La inclusión es un concepto que surge en la década de los 90 como alternativa a la integración escolar. La escuela inclusiva supone la culminación de un camino ascendente en el paradigma de la atención a las personas con discapacidad.
El termino integración, muy válido en otros momentos de la historia de la educación, supone el reconocimiento de una situación de segregación de la persona que debe ser integrada, mientras que la inclusión supone el reconocimiento de la igualdad plena. Incluir supone el reconocimiento pleno de los derechos y libertades individuales de las personas, la necesidad de considerar que las comunidades son la base de cualquier aprendizaje y que la educación sólo adquiere su verdadera dimensión si tiene lugar en relación con otras personas y en los mismos contextos para todos.
La escuela inclusiva es el planteamiento educativo aceptado actualmente en la mayoría de los países para atender al alumnado que presenta necesidades educativas especiales desde su consideración de seres humanos con los mismos derechos que sus iguales. Pensar en educación inclusiva supone asumir el reto de una educación de calidad, única, equitativa e igualitaria para todo el alumnado y, a su vez, establecer nuevas prácticas profesionales, curriculares, organizativas y estructurales que respondan de manera ajustada a las características particulares del alumnado.
En los últimos tiempos se viene produciendo un cambio de mentalidad educativa en virtud del que vamos sustituyendo, casi imperceptiblemente, el concepto de integración por el de inclusión, que viene convirtiéndose progresivamente en el planteamiento educativo más aceptado.

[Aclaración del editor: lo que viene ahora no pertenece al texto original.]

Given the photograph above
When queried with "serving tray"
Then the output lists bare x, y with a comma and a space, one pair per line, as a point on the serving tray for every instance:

Esto está ocurriendo por dos cuestiones fundamentales: en primer lugar la “inclusión, define, de una manera más precisa que la integración, las acciones que desde este ámbito deben realizarse. La educación inclusiva está íntimamente relacionada con la cultura escolar de los centros que puede, sin duda, facilitar u obstaculizar el desarrollo de estrategias curriculares y organizativas que pretendan el desarrollo máximo de los potenciales del alumnado con independencia de sus características o necesidades personales” (Lobato, 2001).
La base de la escuela inclusiva se configura sobre la igualdad, la equidad, la calidad, la cooperación y la solidaridad, fomentando la valoración de las diferencias y entendiéndola como una oportunidad de enriquecimiento mutuo para todos los agentes de la sociedad (Esteve Mon, Ruiz Agut, Úbeda Frades, 2007).
Pero incluir no es, en absoluto, una tarea fácil. Supone provocar cambios de tal profundidad que se hace necesaria la reconstrucción de estructuras organizativas, los trabajos interprofesionales, las propias funciones docentes y las perspectivas conceptuales y de atención a las personas con discapacidad. El gran reto de la inclusión consiste en la construcción de una escuela con la suficiente amplitud en el diseño físico, organizativo y curricular que permita dar respuesta ajustada a las particularidades de todo el alumnado, sin diferencias.
No se trata de realizar adaptaciones y adecuaciones a casos concretos, sino que será el propio centro, a través de su organización y propuestas curriculares, los que deben satisfacer las necesidades de todo el alumnado. Para la escuela inclusiva la esencia es la comunidad educativa que busca y promueve el éxito educativo de todos sus miembros tomando como premisa la facilitación del aprendizaje a través de la participación de todo el alumnado (Staimback, 2001).
Incluir es modificar los contextos para permitir la participación universal. Supone el abandono de concepciones de discapacidad, para reconocer las condiciones especiales que presentan algunas personas y que son trabas para ofrecerles las mismas oportunidades que al resto. En definitiva, una escuela que camina hacia la inclusión, debe adquirir un compromiso de mejora que afecta tanto a las propias prácticas educativas, entendidas como el currículo, como a los niveles de aprendizaje o propio desarrollo profesional y organizativo de la comunidad (Huguet Comelles, 2006). Supone repensar el concepto de necesidades educativas especiales acuñado en España con la publicación de la LOGSE y asumido por todo el desarrollo normativo posterior que deriva de la LOE, para ir introduciendo el de barreras para el aprendizaje, mucho más amplio y no tan centrado en la discapacidad. No se trata de difuminar en el ámbito educativo la discapacidad, sino que, por el contrario esta diferenciación contribuirá a la implementación de una verdadera cultura de escuela inclusiva sustentada por la propia comunidad educativa (Ainscow, 1991) (Ainscow, 2001).